Les parties ont été régulièrement averties du jour de l'audience.
Ont été entendus au cours de l'audience publique :
- le rapport de Mme Valérie Petit, président-assesseur,
- et les conclusions de M. Jean-Philippe Arruebo-Mannier, rapporteur public.


Considérant ce qui suit :

1. Par un acte d'engagement du 15 octobre 2012, la communauté de communes Eure Madrie Seine a confié au groupement conjoint composé des sociétés SICB, Atelier d'architecture de l'Andelle, FBS et Bel Constructions, cette dernière société étant le mandataire du groupement, le lot n°2 " construction modulaire " dans le cadre de la construction d'une Maison de soins et de promotion de la santé à Gaillon.
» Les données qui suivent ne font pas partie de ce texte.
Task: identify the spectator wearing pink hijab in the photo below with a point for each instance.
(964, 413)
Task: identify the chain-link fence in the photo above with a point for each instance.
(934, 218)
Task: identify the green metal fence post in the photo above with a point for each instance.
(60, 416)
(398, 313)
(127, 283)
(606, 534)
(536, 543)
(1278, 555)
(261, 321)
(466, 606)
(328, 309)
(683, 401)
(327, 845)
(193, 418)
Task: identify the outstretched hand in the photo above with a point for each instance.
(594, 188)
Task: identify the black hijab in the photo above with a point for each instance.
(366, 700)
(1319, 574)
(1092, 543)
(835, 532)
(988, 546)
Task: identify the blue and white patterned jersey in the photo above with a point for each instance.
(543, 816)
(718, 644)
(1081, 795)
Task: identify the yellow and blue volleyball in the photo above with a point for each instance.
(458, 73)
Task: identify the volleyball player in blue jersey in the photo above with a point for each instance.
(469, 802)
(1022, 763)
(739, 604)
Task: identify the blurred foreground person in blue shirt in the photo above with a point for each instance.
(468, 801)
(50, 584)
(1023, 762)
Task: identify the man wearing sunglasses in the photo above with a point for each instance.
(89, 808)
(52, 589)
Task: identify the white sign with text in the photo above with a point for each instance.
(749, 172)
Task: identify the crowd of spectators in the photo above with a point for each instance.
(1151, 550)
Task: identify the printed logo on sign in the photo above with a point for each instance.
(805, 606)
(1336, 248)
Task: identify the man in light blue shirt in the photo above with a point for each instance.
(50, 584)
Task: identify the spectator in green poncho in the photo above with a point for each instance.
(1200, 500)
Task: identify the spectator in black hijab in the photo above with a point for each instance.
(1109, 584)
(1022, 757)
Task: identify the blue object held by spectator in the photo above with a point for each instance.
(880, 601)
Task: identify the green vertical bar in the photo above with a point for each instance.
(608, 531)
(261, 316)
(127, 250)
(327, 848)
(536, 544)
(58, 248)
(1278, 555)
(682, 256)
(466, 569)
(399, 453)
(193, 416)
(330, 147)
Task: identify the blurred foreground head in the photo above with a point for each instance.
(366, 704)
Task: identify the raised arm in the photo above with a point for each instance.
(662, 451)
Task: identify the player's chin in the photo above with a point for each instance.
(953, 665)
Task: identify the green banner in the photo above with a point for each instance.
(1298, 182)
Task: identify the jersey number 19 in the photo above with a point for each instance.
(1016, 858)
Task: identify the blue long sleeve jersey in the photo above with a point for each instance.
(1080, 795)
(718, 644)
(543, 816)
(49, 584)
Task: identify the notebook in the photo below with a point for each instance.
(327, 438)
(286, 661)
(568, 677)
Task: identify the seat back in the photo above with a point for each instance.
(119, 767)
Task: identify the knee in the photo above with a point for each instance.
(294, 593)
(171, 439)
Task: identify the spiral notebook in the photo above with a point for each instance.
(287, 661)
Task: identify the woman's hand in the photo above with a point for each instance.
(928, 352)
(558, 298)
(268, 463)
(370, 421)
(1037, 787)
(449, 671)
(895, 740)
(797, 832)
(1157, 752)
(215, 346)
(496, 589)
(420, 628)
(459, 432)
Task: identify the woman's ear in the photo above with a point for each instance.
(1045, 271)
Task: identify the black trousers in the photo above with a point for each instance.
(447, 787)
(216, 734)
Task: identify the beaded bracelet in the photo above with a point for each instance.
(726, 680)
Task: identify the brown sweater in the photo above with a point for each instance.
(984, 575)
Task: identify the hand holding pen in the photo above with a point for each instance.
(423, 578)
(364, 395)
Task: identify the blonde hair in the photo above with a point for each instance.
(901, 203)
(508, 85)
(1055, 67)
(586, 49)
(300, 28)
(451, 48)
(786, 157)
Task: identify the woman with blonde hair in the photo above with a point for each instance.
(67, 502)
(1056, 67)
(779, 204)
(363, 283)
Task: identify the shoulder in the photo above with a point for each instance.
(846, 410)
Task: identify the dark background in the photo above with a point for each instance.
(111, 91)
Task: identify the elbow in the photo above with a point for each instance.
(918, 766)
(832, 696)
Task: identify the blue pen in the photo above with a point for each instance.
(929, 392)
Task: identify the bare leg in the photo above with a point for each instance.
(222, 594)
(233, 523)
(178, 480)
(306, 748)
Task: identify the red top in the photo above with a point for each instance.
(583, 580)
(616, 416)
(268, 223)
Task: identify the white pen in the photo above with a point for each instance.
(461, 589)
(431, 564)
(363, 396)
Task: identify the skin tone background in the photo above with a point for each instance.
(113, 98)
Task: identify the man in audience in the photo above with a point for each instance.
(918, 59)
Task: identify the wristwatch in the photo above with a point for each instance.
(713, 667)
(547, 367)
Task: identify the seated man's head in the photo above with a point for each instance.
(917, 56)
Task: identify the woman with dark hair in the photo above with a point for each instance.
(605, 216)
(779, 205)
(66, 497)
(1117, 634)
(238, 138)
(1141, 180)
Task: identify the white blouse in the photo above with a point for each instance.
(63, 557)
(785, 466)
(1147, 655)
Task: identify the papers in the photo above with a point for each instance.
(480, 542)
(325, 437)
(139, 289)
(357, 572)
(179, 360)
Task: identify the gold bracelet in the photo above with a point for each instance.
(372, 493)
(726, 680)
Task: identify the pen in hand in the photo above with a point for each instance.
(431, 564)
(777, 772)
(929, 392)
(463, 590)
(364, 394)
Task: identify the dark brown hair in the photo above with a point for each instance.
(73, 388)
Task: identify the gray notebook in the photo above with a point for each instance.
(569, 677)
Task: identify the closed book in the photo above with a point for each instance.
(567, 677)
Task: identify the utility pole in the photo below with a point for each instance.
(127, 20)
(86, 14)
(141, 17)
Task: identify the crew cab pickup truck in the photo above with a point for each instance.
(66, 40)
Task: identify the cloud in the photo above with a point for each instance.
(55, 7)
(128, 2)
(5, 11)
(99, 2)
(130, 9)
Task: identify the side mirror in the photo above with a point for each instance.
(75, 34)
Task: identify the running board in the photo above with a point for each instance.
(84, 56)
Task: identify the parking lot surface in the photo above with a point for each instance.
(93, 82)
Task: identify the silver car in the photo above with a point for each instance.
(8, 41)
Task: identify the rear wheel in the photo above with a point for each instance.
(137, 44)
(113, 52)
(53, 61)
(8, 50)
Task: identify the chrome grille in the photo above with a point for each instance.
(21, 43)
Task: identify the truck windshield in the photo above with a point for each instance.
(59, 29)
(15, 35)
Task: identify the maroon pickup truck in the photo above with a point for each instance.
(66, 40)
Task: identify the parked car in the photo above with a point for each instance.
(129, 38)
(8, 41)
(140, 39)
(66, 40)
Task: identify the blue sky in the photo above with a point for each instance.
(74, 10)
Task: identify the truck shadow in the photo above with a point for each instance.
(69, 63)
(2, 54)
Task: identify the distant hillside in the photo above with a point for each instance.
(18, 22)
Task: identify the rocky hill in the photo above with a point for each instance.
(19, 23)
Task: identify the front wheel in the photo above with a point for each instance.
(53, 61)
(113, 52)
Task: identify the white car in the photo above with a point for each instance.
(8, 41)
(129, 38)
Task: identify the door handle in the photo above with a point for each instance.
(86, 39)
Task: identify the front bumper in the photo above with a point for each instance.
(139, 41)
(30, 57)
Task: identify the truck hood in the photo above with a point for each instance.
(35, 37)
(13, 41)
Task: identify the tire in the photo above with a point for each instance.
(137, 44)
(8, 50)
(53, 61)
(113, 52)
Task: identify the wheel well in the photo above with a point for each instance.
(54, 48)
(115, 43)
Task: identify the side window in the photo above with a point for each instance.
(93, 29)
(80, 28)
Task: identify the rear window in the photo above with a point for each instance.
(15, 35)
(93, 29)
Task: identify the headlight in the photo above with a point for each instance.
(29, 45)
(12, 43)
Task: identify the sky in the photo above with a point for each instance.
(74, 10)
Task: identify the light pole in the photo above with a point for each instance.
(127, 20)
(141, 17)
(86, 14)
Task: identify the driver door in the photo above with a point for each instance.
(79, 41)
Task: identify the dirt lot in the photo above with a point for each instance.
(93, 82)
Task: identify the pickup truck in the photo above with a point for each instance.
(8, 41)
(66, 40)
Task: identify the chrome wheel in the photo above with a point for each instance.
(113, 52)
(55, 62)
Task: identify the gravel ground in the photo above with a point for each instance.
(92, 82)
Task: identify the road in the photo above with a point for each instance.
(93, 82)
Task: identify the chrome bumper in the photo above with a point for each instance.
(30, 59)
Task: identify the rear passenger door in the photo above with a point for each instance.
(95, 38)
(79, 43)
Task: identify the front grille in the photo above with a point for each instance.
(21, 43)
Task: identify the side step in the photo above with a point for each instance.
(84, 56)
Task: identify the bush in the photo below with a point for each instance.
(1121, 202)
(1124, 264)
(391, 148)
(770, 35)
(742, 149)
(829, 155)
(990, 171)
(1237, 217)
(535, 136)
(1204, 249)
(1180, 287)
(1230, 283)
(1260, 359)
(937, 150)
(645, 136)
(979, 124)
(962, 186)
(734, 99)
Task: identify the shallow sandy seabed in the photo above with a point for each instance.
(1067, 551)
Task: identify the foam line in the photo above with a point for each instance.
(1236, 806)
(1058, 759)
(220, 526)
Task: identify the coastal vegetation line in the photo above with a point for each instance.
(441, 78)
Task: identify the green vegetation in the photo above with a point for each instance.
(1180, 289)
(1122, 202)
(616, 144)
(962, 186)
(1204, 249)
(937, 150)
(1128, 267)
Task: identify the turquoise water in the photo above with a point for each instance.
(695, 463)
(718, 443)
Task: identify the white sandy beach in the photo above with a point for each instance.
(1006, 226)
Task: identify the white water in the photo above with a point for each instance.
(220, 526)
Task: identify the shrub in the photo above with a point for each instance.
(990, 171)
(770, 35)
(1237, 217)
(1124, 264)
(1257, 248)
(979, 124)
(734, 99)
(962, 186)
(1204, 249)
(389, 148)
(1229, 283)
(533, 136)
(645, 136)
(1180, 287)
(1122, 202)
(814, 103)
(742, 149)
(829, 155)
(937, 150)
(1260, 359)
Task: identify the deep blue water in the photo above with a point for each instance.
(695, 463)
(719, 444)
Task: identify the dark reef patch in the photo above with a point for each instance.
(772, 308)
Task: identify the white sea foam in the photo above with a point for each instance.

Par un premier acte spécial de sous-traitance du 17 mai 2013, la CCEMS a approuvé la sous-traitance du lot n° 2.4 " Pose des menuiseries extérieures " par la société Bel constructions à la société Pégase, pour un montant maximum de 11 362 euros toutes taxes comprises (TTC). Par un deuxième acte spécial de sous-traitance du 8 août 2013, la CCEMS a approuvé la sous-traitance de la pose de soixante-neuf modules bois, par la société Bel constructions à la société Pégase, pour un montant maximum de 26 431,60 euros TTC. Par un troisième acte spécial modificatif de sous-traitance, annulant et remplaçant le premier acte, la CCEMS a approuvé la sous-traitance, par la société Bel constructions à la société Pégase, d'une part, de la pose des soixante-neuf modules bois et, d'autre part, de la livraison des modules pour un montant maximum respectivement de 26 431,60 euros TTC et 16 057,80 euros TTC. Dans la nuit du 20 au 21 octobre 2013, alors que les travaux avaient débuté depuis le 8 novembre 2012, un incendie s'est déclaré sur le chantier et a endommagé une grande partie des travaux exécutés par le groupement en charge du lot n°2. Par un jugement du 21 novembre 2013, la société Bel Constructions a été placée en procédure de liquidation judiciaire. MeA..., mandataire liquidateur de la société Bel Constructions, n'ayant pas donné suite à la mise en demeure de la CCEMS notifiée en application des stipulations de l'article 46.1.2 du cahier des clauses administratives générales applicable aux marchés publics de travaux, le marché conclu avec la société Bel Constructions a été résilié. Le décompte a été notifié à la société Bel constructions, représentée par MeA..., le 19 septembre 2014. La société Pégase a demandé au tribunal administratif de Rouen de condamner la CCEMS à lui verser la somme de 30 250,13 euros, TTC correspondant au solde des prestations sous-traitées qui ont été réalisées avant l'incendie et dont elle n'a pas reçu paiement. La société Pégase relève appel du jugement du 4 avril 2017 par lequel le tribunal administratif de Rouen a rejeté sa demande.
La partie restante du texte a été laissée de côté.